Thursday, February 24, 2011

The misery of Nth Party Packaging Systems

<mood - very annoyed>

I have a beef. It's about the compatibility between various Nth tier packaging systems on any given platform.
When you build a software package, it should just work. A software package to be installed on FreeBSD should not be revealing the developer's personal environment settings, (like trying to look for files on the dev's Apple laptop paths, and spitting out error messages about it.)

This is the strange case of the ruby gem called ZMQ, which is the Ruby interface to the ZeroMQ libraries. It essentially makes ZMQ usable under Ruby.

This is 5th party software.  Third-party software is managed under FreeBSD by the ports collection. The ZMQ libraries install just fine. But you're better off using RVM (Ruby Version Manager) to manage your ivarious installations of Ruby on your system. RVM manages 4th-party software. This is because it one level below a third-party packaging system. The GEM packaging system (Ruby's module installation system) is 5th party software, because it runs under RVM.

FreeBSD->Ports->RVM->GEM
                    3rd      4th        5th

I don't know what second-party software is.

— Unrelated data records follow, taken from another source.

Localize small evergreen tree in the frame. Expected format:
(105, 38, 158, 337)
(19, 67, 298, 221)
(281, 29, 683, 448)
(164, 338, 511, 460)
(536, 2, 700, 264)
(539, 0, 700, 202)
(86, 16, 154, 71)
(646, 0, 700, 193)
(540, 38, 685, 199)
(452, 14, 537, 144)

Basically, we have too many packaging systems here on a single platform. They all work fine if you don't try to get them to work together. But everything falls apart when you expect them to interoperate without problems. The GEM installer under RVM under FreeBSD simply cannot figure out where to find the libraries it needs to build GEMS from scratch. It is completely unaware of the location that FreeBSD normally installs libraries, (/usr/local) and so you have to dig through a zillion layers of logfiles and directories to figure out which Ruby module failed, and why, and how to make it work.

This takes away from quality programming time. Seriously. Hours.

What would fix this is some kind of  SAAS RESTful server at FreeBSD that the GEM installer could query, based on the output of uname -a, the gem that's being installed and what package it is looking for. The RESTful server could respond with package meta-data giving installation locations of dependent software for this version of FreeBSD. This would be a cool idea, because people who write GEMs probably don't know the standard locations of installation and library paths for all the possible operating systems out there. Nor do they know which subsystem their package is being installed under.

Such meta-data servers could provide information for literally any OS, including Windows and Linux. Each of these operating systems have unique locations for software installations.

The goal being to rely on standard installation locations for any given platform so you can give people the "IJW" experience (It Just Works - a term coined at Microsoft) when installing stuff.